I had been spending time with my friend’s little girls, and when they would ask me for something, clamoring, reaching towards me with their little hands, I would bend down, look them in the eye, talk to them in a voice softened with love.

What if I treated my inner voice this way? What if, instead of berating myself, instead of tightening myself up in anger and self-loathing, and letting myself know in no uncertain terms that I was not enough, I chose to respond to that inner voice with empathy and kindness?


Nowadays, when that voice inside me whispers “life is too difficult,” I listen, and respond: What can I do to make it easier? What can I do to bring you joy? What needs adjusting?

You’re doing great, I say. It’s ok for you to feel things are a little difficult. You’re going to be ok.

A lot of my relationship with Yaki was tied into this, tied into my relationship with myself. I thought: I am not worthy of love as I am.

When I began treating myself with kindness, listening to my voice, I began a radically different relationship with myself, and I arrived at our points of interaction differently.

Around the same time, I began this blog, and began writing. As I sat down to write to you, I would clear out all of the noise, and listen. And in writing, my voice became clearer, and more demanding, and I couldn’t continue to ignore it.


Leaving him was one of the hardest things I’ve ever had to do, because I still loved him. I loved him with this big, total love that engulfed me, that threatened to engulf him. And it scared the hell out of me to let go of the object of that love, and of that love itself; that was such a huge, gigantic part of me.

I loved him, and I felt at home with him, and it was everything that I knew.

Leaving him was fraught with fear of the unknown. I thought: What if I will never find love like this again? What if I will never be a mother? What will it feel like to be on my own? How much will it hurt to miss him? How long will I miss him? How will I make it on my own? What if I can’t do it? What if I’m making the wrong decision?

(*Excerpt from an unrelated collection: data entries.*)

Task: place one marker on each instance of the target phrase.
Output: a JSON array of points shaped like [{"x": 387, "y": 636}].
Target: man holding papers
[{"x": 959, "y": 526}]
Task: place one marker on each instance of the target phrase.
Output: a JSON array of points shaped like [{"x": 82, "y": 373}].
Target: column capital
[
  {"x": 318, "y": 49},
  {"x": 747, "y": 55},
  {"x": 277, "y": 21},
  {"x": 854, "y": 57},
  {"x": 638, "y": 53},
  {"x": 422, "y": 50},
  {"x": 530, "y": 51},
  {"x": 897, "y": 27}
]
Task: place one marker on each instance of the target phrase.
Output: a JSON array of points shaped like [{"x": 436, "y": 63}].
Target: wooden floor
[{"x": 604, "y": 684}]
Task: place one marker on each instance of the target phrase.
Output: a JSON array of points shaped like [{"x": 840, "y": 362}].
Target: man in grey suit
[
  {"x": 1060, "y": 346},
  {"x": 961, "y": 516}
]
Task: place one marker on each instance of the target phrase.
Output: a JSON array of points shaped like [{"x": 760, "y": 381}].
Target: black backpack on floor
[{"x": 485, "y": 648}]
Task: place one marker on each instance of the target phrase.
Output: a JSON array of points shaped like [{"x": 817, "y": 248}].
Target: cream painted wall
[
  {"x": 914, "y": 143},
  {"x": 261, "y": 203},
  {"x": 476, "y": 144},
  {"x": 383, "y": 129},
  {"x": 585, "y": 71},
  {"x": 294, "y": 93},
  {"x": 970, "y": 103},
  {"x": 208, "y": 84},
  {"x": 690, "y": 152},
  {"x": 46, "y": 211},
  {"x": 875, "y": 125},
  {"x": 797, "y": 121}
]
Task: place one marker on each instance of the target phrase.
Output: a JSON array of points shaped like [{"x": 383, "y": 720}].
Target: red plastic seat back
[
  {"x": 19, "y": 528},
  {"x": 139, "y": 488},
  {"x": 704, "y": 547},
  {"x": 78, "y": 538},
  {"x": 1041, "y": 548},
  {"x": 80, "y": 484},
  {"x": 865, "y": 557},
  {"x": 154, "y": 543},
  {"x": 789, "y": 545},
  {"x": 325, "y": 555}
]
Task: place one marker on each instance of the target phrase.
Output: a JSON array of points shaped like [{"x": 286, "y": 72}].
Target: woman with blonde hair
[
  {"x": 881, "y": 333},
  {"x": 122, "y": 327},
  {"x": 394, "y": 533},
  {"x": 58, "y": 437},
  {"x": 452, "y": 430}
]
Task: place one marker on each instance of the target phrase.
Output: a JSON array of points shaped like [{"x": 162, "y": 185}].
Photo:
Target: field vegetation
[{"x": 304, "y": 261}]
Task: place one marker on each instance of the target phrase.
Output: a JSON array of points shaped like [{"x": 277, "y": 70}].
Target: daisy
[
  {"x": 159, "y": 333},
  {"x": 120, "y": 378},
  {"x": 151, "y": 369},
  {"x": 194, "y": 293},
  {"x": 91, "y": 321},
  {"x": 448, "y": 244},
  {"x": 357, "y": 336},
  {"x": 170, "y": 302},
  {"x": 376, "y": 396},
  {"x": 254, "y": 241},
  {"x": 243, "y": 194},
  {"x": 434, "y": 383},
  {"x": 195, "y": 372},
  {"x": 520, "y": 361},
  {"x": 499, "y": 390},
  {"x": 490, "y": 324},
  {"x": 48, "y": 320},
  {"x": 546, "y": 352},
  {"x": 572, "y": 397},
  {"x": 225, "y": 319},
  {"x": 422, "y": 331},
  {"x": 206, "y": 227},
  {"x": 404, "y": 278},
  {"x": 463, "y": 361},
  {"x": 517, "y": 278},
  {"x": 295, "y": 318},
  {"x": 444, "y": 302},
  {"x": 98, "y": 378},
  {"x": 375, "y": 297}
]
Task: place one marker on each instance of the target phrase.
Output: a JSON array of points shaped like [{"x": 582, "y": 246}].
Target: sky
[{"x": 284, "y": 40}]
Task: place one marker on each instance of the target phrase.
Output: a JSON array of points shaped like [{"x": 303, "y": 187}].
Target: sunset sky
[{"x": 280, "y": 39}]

During my last month in New York I kept on coming across passages that asked: What would you do if you weren’t afraid? What would you do if you were fearless? And that little voice inside me kept on whispering: Leave Yaki.

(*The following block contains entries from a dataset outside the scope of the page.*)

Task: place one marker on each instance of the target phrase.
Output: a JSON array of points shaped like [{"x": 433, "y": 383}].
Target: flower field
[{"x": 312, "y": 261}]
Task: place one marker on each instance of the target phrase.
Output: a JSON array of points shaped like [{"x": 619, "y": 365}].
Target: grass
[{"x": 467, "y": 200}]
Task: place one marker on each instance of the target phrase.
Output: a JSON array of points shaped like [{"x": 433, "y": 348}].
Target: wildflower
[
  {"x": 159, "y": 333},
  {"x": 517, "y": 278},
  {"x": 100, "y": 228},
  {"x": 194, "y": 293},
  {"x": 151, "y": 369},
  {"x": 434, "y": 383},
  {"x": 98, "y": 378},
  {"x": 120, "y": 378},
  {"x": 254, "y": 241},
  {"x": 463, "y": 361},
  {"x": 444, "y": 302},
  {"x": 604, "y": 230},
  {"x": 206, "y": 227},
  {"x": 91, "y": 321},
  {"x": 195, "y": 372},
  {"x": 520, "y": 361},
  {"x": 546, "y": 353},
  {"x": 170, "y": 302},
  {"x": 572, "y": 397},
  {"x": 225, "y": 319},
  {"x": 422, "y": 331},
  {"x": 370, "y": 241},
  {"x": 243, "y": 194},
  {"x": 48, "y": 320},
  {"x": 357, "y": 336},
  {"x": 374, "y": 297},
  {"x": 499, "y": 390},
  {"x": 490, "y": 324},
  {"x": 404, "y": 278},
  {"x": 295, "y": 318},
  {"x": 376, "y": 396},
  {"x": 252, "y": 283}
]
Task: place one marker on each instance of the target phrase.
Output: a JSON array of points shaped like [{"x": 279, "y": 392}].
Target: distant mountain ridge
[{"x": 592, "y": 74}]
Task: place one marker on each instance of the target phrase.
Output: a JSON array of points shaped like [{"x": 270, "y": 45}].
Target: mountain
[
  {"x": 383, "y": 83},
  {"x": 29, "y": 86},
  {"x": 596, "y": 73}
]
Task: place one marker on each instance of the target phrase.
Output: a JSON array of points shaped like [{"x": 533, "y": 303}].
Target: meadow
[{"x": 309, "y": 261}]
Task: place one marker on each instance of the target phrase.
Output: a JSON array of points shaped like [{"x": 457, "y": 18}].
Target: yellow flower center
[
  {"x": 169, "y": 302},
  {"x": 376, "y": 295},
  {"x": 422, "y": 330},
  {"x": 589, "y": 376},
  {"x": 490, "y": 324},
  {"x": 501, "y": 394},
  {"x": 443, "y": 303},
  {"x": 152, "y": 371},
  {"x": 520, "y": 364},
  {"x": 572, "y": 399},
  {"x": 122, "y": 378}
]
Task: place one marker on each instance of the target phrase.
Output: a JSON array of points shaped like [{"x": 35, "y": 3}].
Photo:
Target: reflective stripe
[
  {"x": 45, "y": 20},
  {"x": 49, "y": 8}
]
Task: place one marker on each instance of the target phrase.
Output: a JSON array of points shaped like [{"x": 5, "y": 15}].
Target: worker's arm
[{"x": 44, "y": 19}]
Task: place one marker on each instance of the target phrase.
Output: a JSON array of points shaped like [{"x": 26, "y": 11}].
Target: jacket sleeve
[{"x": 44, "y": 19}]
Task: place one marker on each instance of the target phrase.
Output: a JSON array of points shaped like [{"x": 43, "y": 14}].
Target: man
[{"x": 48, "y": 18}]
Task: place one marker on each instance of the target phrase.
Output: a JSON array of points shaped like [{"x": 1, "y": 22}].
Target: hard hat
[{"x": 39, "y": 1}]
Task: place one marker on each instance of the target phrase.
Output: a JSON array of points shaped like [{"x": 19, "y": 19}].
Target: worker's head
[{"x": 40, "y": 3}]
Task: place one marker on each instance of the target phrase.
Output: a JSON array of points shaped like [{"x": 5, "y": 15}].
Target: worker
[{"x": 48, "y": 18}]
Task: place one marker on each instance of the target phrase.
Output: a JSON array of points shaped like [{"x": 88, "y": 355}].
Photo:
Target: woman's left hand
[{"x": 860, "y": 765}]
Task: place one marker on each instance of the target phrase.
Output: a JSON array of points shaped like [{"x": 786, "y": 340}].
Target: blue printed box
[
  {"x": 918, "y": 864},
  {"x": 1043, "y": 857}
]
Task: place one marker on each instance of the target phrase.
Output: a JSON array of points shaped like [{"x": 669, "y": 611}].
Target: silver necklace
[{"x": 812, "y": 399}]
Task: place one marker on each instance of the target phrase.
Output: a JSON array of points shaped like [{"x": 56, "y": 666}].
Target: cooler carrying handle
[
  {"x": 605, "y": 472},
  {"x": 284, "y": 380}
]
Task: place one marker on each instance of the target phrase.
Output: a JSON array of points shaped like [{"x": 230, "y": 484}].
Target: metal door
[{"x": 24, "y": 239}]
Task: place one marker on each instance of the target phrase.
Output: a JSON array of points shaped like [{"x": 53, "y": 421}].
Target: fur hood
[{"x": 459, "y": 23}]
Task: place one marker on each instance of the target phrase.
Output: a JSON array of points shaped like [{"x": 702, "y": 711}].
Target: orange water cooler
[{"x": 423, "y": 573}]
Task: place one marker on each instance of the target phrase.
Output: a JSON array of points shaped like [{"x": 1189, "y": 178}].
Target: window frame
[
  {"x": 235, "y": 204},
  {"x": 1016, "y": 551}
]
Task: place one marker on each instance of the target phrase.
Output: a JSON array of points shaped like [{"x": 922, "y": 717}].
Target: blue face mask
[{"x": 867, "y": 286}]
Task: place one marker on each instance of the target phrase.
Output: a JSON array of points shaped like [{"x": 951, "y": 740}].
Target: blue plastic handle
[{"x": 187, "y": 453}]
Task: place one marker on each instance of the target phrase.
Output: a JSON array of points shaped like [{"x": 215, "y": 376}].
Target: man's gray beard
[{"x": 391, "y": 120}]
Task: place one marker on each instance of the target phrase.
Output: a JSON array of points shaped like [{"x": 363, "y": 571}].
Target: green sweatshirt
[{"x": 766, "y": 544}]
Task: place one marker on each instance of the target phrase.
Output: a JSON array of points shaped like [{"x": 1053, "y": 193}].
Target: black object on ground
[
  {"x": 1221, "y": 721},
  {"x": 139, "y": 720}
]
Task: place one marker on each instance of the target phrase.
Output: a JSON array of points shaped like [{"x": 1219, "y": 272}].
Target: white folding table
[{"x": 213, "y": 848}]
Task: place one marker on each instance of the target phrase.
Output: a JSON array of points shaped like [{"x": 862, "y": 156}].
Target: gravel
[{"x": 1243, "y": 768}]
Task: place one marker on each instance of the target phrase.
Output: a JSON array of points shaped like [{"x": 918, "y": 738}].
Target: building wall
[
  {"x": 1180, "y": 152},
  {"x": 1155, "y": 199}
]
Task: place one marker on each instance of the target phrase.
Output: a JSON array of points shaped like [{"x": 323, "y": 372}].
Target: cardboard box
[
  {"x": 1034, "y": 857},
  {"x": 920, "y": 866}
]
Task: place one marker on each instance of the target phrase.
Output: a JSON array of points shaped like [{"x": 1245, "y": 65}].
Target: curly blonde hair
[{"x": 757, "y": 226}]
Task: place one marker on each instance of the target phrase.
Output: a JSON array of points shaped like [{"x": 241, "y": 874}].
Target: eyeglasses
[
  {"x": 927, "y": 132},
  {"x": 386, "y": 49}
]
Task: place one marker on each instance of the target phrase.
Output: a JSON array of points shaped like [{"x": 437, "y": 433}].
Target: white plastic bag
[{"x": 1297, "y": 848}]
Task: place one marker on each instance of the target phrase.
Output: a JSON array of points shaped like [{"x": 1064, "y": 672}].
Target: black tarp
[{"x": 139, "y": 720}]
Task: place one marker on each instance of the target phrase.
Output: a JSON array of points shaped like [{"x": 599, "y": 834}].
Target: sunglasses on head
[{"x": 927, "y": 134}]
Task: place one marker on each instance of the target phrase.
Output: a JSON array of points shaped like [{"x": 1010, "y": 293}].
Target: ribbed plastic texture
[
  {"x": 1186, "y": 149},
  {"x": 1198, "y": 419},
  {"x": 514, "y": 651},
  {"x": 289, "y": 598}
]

That month, I went on a retreat in Upstate New York. One evening, we sat in a large circle as Marianne Elliott, one of the organizers and an inspiring yoga instructor, recounted her life story, and told us a parable:

“Fear,” she said, “is like a sentinel standing guard at the edge of a walled garden. That walled garden is your comfort zone- the known. Whenever you try to leave the garden, the guard perks up and shouts: Stop! Don’t do it! It’s scary out there! Stay inside!”

“Wave at the guard,” she said. “Acknowledge what he’s saying, and then: Go anyways.”

I had been waiting for my fear of leaving to lessen. I made lists and charts with pros and cons; I consulted late into the night with my closest friends. The fear, it was always there, this great big ball stuck in my throat.

Marianne said: Fear is always there, we all live with fear. Acknowledge it, go anyways.

I decided to treat myself with kindness, and that meant listening to myself and that inner voice that told me this relationship was no longer right for me. That this was not the life I wanted.

And then, despite the giant ball of fear that lived in my throat: I waved to the guard, and headed out of the garden.

And on the other side of fear? Things are never as scary as you thought they would be.


Roasted Peaches with Cherries & Ricotta

Inspired by Dash and Bella

Serves 4-6 as a side dish or appetizer

3 peaches, sliced into eighths

15-20 cherries, halved and pitted

1/2 teaspoon kosher salt

2 tablespoons olive oil

2 teaspoons balsamic vinegar (thick is best)

4 sprigs fresh thyme

3/4 cup ricotta or fresh goat cheese

1/3 cup chopped parsley

Preheat broiler to high.

Place the peaches and cherries in a baking dish. Sprinkle with salt, olive oil and balsamic vinegar, and toss to coat. Top with thyme sprigs. Broil (not too close to the flame) until softened, and just starting to brown along the edges (about 15 minutes). Remove from the oven and tuck spoonfuls of cheese amidst the cooked fruit. Broil again until cheese just starts to brown. Garnish with chopped parsley. Serve immediately with grilled bread and  a green salad.